Nine-out-of-10 vets report intimidation from clients

Veterinary teams are experiencing a high level of intimidation from clients bringing their animals into practices across the UK, according to a survey of more than 1,600 British Veterinary Association (BVA) members.

The survey found that 85 per cent of vets or a member of their team have felt intimidated by a client’s language or behaviour. This has promoted the BVA and British Veterinary Nursing Association (BVNA) to offer advice on dealing with this issue.

While around half of vets have felt threatened by their clients’ actions or language many vets commented that support staff such as receptionists often bear the brunt of threatening behaviour.

Those vets who work with companion animals or in a mixed practice are particularly likely to have experienced difficult clients with 89 per cent reporting some form of intimidating experience. Younger vets and female vets were significantly more likely to have experienced some form of intimidation.
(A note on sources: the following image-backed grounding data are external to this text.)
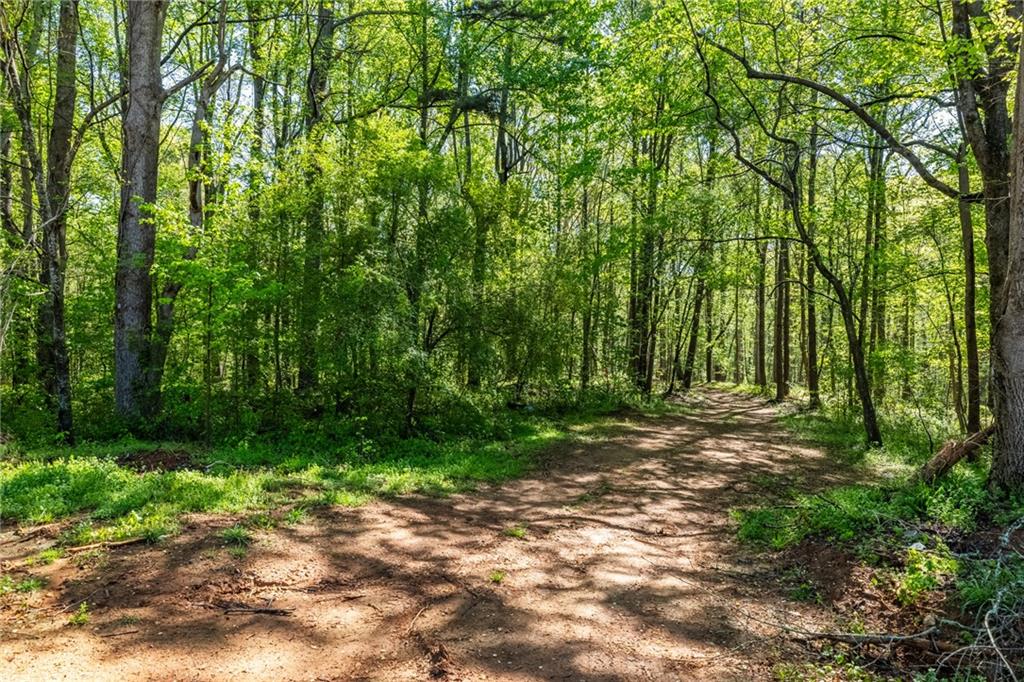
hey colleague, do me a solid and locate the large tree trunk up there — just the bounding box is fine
[41,0,77,440]
[950,0,1014,383]
[990,39,1024,493]
[115,0,166,420]
[0,0,77,440]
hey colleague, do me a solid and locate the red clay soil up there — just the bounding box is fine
[0,390,850,681]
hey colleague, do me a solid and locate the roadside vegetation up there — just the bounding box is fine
[730,388,1024,678]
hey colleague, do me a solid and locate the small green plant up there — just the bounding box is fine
[114,615,142,626]
[488,570,506,584]
[246,513,276,530]
[958,555,1024,609]
[789,581,819,603]
[219,525,252,547]
[26,548,64,566]
[14,576,46,593]
[896,545,958,605]
[502,524,528,540]
[227,546,248,559]
[283,507,307,525]
[71,549,106,569]
[68,602,90,626]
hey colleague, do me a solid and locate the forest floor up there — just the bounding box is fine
[0,390,859,681]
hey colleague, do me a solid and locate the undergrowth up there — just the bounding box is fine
[0,395,665,546]
[732,401,1024,677]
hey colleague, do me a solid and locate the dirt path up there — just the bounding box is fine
[1,390,848,681]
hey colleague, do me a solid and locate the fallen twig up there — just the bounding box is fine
[223,606,293,616]
[100,629,139,638]
[404,606,428,635]
[65,537,147,554]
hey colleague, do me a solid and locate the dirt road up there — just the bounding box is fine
[1,390,844,681]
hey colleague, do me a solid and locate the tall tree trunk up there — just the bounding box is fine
[806,124,821,408]
[950,0,1014,409]
[681,279,705,390]
[0,0,76,439]
[243,1,265,391]
[774,236,790,401]
[989,39,1024,493]
[115,0,166,421]
[733,284,742,384]
[705,286,714,382]
[0,103,30,388]
[297,1,335,393]
[41,0,77,440]
[958,153,981,433]
[754,238,767,387]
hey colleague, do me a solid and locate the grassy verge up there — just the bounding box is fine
[0,401,667,547]
[731,405,1024,676]
[0,418,579,546]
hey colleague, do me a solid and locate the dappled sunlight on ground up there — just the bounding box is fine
[0,390,850,681]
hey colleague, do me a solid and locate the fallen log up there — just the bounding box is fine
[914,424,995,486]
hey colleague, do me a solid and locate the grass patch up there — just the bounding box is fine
[502,524,528,539]
[25,548,63,566]
[0,415,577,547]
[488,569,506,584]
[219,525,253,547]
[0,575,46,594]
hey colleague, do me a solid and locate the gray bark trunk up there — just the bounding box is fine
[990,37,1024,493]
[115,0,166,420]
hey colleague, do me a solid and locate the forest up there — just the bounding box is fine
[1,0,1023,679]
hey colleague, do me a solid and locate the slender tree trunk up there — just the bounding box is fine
[754,239,767,387]
[958,155,981,433]
[681,279,705,390]
[774,236,790,401]
[243,1,265,391]
[705,287,714,383]
[297,1,335,393]
[733,284,742,384]
[806,125,820,408]
[0,100,30,388]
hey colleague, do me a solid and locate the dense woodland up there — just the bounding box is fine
[5,2,1024,678]
[1,0,1024,495]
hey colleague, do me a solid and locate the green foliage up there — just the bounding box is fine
[0,415,576,544]
[68,602,90,626]
[896,545,959,605]
[958,555,1024,611]
[0,575,46,595]
[488,570,507,584]
[502,524,528,539]
[219,525,252,547]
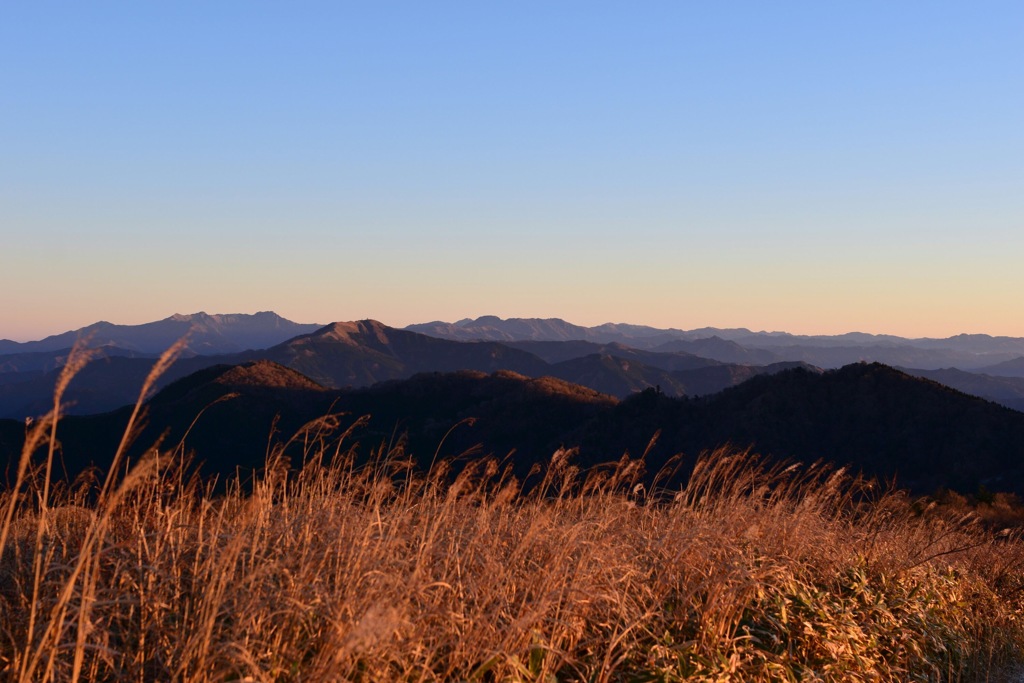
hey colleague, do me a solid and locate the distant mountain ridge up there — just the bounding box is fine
[6,314,1024,419]
[406,316,1024,369]
[0,320,816,419]
[975,356,1024,378]
[899,367,1024,413]
[408,316,692,347]
[0,311,321,356]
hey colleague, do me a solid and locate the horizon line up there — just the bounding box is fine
[3,310,1024,345]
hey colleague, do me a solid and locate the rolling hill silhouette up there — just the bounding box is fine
[3,361,1023,496]
[668,361,821,397]
[548,354,689,397]
[581,363,1024,494]
[6,318,1024,420]
[0,321,821,418]
[1,363,615,486]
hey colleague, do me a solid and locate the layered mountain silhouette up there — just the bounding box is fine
[0,320,821,419]
[6,314,1024,419]
[547,354,691,398]
[0,311,320,357]
[407,316,1024,370]
[4,310,1024,502]
[899,367,1024,413]
[501,340,720,369]
[2,361,1023,496]
[0,363,615,485]
[0,346,146,377]
[4,311,1024,495]
[651,337,780,365]
[0,355,233,419]
[976,357,1024,378]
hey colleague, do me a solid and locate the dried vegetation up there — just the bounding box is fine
[1,346,1022,682]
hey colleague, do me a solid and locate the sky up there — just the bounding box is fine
[2,2,1022,341]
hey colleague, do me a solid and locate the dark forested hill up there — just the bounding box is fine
[581,363,1024,494]
[3,362,1023,496]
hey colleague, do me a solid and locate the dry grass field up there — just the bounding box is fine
[1,350,1023,682]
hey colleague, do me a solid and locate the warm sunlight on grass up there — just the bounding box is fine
[1,347,1022,681]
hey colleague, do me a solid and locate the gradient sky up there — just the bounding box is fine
[3,2,1022,341]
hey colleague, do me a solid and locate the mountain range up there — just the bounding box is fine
[410,316,1024,370]
[4,313,1024,418]
[2,312,1024,496]
[0,319,815,419]
[0,311,321,357]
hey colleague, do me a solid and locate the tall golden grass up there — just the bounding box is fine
[1,345,1022,681]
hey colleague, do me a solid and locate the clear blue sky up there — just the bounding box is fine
[3,2,1022,340]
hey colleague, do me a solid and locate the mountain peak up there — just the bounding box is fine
[167,312,211,323]
[214,361,326,391]
[311,320,392,345]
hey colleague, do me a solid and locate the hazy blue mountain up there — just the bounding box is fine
[668,361,821,397]
[409,316,700,348]
[0,355,232,420]
[899,367,1024,412]
[496,340,615,363]
[736,344,1016,371]
[725,331,1024,355]
[0,346,147,377]
[729,331,914,348]
[407,316,1024,369]
[903,334,1024,355]
[0,311,321,356]
[544,354,820,400]
[548,354,690,397]
[974,357,1024,378]
[502,340,721,370]
[652,337,780,365]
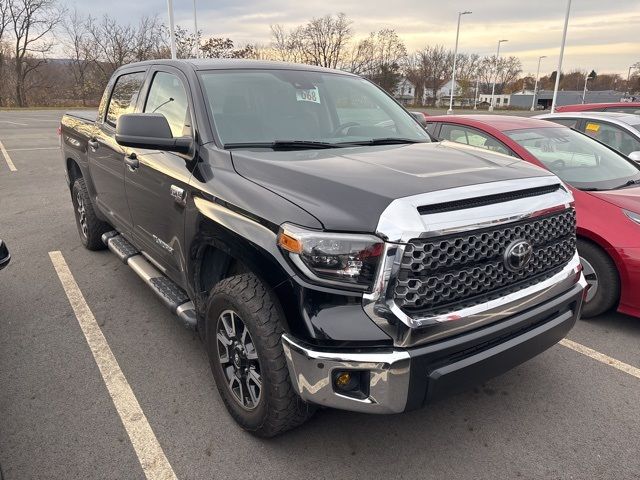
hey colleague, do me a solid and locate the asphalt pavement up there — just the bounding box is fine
[1,109,639,480]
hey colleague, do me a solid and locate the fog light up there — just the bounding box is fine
[335,372,353,389]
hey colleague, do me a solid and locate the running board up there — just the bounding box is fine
[102,231,197,329]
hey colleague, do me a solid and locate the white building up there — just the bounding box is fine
[478,94,511,108]
[393,78,416,105]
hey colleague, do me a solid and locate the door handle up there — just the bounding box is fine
[88,138,99,150]
[125,152,139,170]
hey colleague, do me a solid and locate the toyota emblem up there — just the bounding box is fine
[504,239,533,272]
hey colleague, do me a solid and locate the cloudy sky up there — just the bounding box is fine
[68,0,640,75]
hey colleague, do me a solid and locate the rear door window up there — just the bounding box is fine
[105,72,146,127]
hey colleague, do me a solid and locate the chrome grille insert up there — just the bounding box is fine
[394,209,576,316]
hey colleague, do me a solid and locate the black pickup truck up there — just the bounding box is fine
[60,59,587,437]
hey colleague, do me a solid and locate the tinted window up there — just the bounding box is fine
[583,120,640,156]
[505,127,640,190]
[198,70,430,146]
[548,118,578,129]
[106,72,145,127]
[439,124,511,155]
[144,72,191,137]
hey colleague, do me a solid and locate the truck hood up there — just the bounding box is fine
[231,141,553,232]
[587,185,640,213]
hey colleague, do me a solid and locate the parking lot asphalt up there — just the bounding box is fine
[1,109,639,480]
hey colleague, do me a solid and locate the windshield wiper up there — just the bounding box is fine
[613,178,640,189]
[224,140,343,150]
[339,137,426,146]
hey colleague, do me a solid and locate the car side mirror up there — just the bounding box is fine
[628,151,640,163]
[409,111,428,127]
[115,113,192,154]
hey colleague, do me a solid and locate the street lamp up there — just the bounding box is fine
[530,55,546,111]
[551,0,572,113]
[488,39,508,112]
[167,0,177,59]
[193,0,200,59]
[448,11,472,115]
[473,77,480,110]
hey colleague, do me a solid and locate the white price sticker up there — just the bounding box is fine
[296,87,321,104]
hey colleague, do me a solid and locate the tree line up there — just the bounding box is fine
[0,4,638,108]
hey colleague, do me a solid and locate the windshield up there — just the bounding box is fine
[198,69,430,148]
[505,127,640,190]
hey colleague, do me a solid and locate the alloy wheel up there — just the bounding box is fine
[76,191,88,238]
[216,310,262,410]
[581,256,598,303]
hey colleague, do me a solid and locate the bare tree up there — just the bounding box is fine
[8,0,62,106]
[416,45,453,105]
[63,9,93,106]
[0,0,11,105]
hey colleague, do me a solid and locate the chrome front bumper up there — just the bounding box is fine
[282,273,586,414]
[281,335,412,414]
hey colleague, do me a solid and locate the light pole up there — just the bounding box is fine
[530,55,546,111]
[448,11,472,115]
[551,0,572,113]
[627,66,636,96]
[473,77,480,110]
[582,73,591,104]
[193,0,200,58]
[488,39,508,112]
[167,0,177,59]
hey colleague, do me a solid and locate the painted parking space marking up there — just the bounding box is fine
[0,140,17,172]
[560,338,640,379]
[6,146,60,152]
[0,120,28,126]
[49,251,178,480]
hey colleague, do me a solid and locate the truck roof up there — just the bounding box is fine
[118,58,356,75]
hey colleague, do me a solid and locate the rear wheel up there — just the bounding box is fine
[577,239,620,318]
[71,177,110,250]
[205,273,315,437]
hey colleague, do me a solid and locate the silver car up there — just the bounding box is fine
[535,111,640,162]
BVA’s survey revealed that animal owners’ intimidating language and behaviour is often related to the cost of treatment, with a staggering 98 per cent of vets saying that at some time they feel under pressure from clients to waive fees or to accept the promise of late payment.

Sam Morgan, president of the BVNA, said: “We understand there can be a lot of distress when pets are ill, but this is no excuse to be aggressive or intimidating to a member of the veterinary team.”

BVA president John Fishwick added: “Every situation is different and has to be dealt with on an individual basis, but it’s concerning to see the figures around challenging client behaviour and fees.”